# More Norwegians in the snow



## Jonescat (Feb 5, 2012)

Their first snow! Bugsy and Aelfred have been out most of the day, absolutely fascinated. Bugsy is indignant because the water bowl froze and he couldn't dab his paws in it as usual.

Heimdall had an hour out and then left the kids to it and went back to bed, so no pics of him.


----------



## lymorelynn (Oct 4, 2008)

What lovely photos :001_wub: They obviously enjoyed the snow with their gorgeous fur coats to keep them warm


----------



## Jonescat (Feb 5, 2012)

Aelfred (red and white) has a coat like a polar bear and won't lie by the fire, but always chooses a doorway with a draught to keep him cool. Bugsy's coat is waterproof so he'll go out in anything and then come in with a load of water drops all over him and shake like a dog.


----------



## Cazzer (Feb 1, 2010)

fabulous pics of two of my favourite boys [along with Heimdall of course].


----------



## sharonchilds (Jul 7, 2011)

They are brave  and gorgeous 
My Jt goes out and straight back in again


----------



## jenny armour (Feb 28, 2010)

love to see that wegie profile, nothing like it
i have given up putting photos on photobucket as they keep changing it, otherwise i'd put some piccies up of my lot


----------



## Jonescat (Feb 5, 2012)

I load them on to my pf profile as an album and then copy the BB code across - hint hint


----------



## PetloverJo (Nov 4, 2011)

Lovely pics

Oslo was fascinated with the snowflakes and wanted to catch them shame there was a pane of glass in the way.


----------



## jenny armour (Feb 28, 2010)

Jonescat said:


> I load them on to my pf profile as an album and then copy the BB code across - hint hint


oh you would have to put that in laymans terms for me jonescat


----------



## Jonescat (Feb 5, 2012)

OK I'll try.

Step 1 Create an album and load a pic on your profile with the following steps:
a) Click on edit profile (top left of this screen, under the pet forums logo)
b) In the column on the left, about half way down, there is a heading "pictures and albums" - click on that
c) at the bottom of that screen there is an "add album" button - click that. In the next screen give your album a name and then submit it. 
d) Now you have to add your picture to the album. You should be able to see the album, and if you click on it, will get another new screen that lets you "upload pictures". Browse to the picture on your computer and submit it. It is now loaded, and you can edit it,delete it or add some more.

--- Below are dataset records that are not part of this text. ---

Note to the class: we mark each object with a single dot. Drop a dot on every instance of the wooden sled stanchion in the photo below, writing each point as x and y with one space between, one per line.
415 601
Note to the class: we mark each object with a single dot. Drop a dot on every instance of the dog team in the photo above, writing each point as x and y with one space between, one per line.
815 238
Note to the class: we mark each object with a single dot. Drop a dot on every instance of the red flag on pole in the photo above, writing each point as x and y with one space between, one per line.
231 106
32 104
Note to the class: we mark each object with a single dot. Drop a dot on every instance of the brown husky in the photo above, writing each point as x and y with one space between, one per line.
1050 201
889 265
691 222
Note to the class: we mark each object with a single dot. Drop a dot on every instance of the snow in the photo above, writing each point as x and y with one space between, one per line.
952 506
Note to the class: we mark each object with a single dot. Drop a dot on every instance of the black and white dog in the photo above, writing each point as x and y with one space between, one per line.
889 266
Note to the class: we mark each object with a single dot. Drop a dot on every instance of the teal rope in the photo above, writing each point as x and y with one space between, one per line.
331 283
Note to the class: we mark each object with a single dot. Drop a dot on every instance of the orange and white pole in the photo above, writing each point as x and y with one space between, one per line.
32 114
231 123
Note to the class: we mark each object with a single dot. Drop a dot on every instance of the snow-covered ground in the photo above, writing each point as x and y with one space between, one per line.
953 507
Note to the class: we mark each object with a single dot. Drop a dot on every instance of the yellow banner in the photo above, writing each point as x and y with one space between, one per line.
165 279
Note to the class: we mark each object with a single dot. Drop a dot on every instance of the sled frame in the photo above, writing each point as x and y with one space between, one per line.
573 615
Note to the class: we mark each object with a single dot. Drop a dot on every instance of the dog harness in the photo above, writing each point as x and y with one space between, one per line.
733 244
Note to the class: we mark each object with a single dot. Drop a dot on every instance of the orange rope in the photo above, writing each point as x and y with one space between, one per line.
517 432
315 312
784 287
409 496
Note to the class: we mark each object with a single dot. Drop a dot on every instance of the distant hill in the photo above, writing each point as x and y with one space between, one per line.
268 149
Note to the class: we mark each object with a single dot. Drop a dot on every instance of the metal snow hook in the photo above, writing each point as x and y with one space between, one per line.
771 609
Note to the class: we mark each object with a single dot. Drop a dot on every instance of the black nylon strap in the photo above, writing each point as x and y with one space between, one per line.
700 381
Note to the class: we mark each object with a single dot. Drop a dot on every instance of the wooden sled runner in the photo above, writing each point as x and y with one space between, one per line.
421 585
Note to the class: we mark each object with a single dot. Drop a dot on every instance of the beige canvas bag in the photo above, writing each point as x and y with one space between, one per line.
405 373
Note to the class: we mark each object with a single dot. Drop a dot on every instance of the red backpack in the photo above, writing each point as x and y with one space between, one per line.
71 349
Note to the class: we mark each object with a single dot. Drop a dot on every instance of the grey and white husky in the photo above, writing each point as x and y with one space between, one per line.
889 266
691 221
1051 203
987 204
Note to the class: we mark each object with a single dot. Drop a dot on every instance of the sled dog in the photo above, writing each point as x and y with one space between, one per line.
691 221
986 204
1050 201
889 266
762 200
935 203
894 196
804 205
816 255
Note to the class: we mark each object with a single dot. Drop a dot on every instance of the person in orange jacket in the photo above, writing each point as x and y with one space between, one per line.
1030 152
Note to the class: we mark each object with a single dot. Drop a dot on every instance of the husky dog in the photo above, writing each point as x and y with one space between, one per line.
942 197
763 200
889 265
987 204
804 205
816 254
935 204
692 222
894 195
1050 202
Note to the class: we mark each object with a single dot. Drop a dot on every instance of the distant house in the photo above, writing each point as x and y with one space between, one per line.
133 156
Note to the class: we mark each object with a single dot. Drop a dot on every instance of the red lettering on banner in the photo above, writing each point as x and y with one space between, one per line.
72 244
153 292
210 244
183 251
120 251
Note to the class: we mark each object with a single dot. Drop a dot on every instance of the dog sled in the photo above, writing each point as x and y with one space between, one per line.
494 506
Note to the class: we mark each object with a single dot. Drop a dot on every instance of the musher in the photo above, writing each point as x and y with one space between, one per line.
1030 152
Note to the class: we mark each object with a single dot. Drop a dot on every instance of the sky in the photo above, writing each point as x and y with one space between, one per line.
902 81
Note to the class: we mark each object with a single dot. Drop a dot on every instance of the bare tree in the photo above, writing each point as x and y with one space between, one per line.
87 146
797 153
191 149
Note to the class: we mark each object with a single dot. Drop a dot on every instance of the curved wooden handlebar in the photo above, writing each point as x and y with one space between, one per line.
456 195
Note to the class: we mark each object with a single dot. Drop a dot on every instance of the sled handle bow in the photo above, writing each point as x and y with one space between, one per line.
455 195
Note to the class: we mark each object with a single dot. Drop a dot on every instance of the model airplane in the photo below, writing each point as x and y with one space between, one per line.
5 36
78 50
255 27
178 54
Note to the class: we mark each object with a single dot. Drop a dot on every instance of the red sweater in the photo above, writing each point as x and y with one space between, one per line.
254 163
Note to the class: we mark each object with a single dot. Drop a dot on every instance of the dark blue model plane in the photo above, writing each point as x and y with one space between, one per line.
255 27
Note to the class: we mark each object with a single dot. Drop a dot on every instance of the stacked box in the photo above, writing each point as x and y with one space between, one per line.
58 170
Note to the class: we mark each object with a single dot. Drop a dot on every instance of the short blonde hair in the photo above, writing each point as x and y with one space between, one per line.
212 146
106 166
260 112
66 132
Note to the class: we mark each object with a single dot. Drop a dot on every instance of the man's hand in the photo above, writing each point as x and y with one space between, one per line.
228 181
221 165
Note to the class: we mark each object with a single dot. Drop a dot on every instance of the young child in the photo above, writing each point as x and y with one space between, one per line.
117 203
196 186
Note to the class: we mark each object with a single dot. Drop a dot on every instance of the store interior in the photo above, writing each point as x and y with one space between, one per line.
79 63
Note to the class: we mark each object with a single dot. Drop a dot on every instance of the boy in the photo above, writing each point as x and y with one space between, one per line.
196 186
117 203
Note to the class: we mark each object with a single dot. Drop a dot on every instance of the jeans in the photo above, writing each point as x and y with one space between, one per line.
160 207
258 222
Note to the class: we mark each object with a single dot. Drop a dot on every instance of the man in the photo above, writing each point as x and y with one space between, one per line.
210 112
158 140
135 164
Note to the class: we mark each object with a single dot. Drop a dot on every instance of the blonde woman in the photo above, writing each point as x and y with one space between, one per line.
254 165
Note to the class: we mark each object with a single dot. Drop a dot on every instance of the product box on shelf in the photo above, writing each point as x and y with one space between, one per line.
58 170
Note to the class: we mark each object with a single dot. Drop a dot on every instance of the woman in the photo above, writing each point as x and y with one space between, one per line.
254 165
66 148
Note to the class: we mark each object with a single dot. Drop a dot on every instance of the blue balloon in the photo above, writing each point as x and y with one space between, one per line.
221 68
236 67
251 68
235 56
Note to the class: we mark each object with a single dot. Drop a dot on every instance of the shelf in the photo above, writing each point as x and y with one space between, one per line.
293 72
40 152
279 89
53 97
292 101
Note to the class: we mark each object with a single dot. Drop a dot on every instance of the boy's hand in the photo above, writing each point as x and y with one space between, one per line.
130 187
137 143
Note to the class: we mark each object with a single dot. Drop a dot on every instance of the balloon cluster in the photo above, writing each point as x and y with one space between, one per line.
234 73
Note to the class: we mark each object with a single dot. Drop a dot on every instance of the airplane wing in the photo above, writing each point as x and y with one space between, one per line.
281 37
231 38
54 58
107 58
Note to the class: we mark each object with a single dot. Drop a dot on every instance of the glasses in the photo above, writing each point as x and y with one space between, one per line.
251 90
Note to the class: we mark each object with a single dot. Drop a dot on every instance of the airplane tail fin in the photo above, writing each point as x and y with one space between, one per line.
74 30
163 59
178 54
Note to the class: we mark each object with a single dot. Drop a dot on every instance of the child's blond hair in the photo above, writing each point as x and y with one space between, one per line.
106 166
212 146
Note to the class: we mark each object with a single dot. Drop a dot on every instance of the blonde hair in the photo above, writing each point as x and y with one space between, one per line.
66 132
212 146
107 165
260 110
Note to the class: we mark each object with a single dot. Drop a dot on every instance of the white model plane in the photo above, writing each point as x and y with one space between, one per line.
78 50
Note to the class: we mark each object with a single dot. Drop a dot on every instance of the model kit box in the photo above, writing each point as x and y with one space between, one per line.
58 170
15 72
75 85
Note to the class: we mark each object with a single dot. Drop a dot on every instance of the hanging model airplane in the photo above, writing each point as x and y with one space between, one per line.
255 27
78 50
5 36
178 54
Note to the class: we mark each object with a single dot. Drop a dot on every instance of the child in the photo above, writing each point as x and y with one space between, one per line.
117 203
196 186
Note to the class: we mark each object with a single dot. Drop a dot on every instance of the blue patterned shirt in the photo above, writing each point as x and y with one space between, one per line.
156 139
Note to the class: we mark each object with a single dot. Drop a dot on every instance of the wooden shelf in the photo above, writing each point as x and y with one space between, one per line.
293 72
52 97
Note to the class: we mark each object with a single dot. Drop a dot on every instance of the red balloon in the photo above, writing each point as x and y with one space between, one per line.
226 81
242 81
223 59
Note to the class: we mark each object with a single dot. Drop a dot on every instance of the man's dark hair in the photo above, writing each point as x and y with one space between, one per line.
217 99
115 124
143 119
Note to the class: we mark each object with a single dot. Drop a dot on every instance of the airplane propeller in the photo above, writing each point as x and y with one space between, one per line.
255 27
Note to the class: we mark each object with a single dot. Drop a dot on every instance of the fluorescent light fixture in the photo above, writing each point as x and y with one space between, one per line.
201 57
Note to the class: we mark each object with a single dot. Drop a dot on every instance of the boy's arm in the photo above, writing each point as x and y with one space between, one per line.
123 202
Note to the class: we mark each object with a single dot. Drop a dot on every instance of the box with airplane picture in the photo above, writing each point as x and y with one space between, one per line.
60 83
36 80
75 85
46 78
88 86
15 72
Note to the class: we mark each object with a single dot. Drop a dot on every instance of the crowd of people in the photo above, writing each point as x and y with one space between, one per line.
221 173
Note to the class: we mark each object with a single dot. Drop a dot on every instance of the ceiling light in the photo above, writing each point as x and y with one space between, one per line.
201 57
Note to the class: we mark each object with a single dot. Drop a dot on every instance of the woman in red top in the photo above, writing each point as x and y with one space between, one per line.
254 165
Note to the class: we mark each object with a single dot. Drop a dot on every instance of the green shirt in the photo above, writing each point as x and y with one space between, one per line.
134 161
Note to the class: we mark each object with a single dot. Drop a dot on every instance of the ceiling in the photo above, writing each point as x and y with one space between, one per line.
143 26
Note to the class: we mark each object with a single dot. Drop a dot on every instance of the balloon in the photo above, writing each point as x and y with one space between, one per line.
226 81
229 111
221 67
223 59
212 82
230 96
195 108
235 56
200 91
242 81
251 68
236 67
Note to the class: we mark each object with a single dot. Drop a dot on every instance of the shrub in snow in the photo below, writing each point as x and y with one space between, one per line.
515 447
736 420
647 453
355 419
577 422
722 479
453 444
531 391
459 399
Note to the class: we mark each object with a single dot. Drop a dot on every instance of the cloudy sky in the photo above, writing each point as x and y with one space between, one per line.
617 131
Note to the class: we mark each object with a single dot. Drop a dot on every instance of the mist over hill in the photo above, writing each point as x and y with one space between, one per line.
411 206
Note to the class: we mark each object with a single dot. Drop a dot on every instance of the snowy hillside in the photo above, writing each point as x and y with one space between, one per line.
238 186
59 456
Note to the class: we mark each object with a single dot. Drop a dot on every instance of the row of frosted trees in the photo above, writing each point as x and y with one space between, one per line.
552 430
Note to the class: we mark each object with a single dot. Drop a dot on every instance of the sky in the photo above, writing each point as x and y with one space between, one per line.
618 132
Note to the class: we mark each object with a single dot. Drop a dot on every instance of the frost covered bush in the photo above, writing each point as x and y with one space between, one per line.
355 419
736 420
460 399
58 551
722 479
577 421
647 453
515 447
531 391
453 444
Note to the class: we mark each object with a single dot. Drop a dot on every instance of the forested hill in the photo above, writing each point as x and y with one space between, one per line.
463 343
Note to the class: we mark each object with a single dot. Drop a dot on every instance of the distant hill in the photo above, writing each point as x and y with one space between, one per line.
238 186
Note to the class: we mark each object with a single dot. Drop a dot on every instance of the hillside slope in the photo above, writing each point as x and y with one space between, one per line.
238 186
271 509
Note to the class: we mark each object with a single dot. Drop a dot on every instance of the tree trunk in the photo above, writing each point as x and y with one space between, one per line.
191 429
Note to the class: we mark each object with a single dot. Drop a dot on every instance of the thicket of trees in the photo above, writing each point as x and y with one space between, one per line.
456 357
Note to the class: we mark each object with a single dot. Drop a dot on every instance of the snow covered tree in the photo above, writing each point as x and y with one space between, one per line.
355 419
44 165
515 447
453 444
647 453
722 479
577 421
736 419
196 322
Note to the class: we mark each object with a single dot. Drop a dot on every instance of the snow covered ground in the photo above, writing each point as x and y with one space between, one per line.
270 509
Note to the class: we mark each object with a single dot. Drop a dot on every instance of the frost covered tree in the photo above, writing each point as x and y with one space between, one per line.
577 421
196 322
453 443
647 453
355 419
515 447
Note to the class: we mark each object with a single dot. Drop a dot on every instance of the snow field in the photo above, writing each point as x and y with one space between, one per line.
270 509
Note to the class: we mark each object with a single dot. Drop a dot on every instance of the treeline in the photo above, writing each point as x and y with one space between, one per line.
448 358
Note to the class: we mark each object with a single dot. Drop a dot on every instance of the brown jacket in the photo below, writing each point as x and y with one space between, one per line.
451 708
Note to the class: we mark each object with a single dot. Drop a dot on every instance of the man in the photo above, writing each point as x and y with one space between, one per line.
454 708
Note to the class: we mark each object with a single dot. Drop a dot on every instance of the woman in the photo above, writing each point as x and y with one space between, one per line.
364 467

Step 2 - Getting the picture from your album to a thread
a) Open a second window in your internet browser as this will be much easier to do with two windows.
b) Go to the thread you want to post on - you need to have it open in the reply box.
c) On your first window, double click on the pic in your album you want to use. It will open the picture details screen and at the bottom of the screen there are two fields "URL code" and ""BB code". Right click in the middle of the field "BB code" which should highlight it all and then copy (control and C) the content
d) go back to the thread and paste (control and V) the pic
e) cross fingers and submit reply!

I hope this works and is easy to follow!


----------



## Cats cats cats (Feb 4, 2011)

What magnificent cats :001_tt1: :001_tt1: :001_tt1: :001_tt1:


----------



## jenny armour (Feb 28, 2010)

well i have put a picture up but i dont know where i have put it lol i think its in my album


----------



## Jonescat (Feb 5, 2012)

There is a pic of a gorgeous Troy not in the snow :001_wub: :001_wub:


----------



## jenny armour (Feb 28, 2010)

where? where have i put it lol?


----------



## Jonescat (Feb 5, 2012)

In an album called cats 2012 -13. 
Use the "Edit profile" on the left hand side and then "pictures and albums". Stay away from the right hand side of the screen - if you go in via you suer name, you won't be able to see it.


----------



## jenny armour (Feb 28, 2010)

i know i have gone this far but i cant find the bb code to copy and paste. i have opened onto a picture but cant get any further


----------



## Cazzer (Feb 1, 2010)

some lovely pics there Jenny. Particularly like the ones of the cat washing!!!


----------



## Jonescat (Feb 5, 2012)

If you click on a picture in an album that you have already opened, it should be at the bottom of the page?


----------



## jenny armour (Feb 28, 2010)

will give it another go but i couldnt get it otherwise
or you could just go into my profile and see them that way.
i havent done any of them in the snow havent had the chance yet.
thank you cazzer. are you talking about nellie washing herself with
her leg in the air ?


----------



## Cazzer (Feb 1, 2010)

yes Jenny I thought it was Nellie! they made me smile!


----------



## jenny armour (Feb 28, 2010)

cant seem to get anything to work on photobucket. i have a picture of my friends dog which i took last sunday and i wanted to email it to her but cant seem to do that either.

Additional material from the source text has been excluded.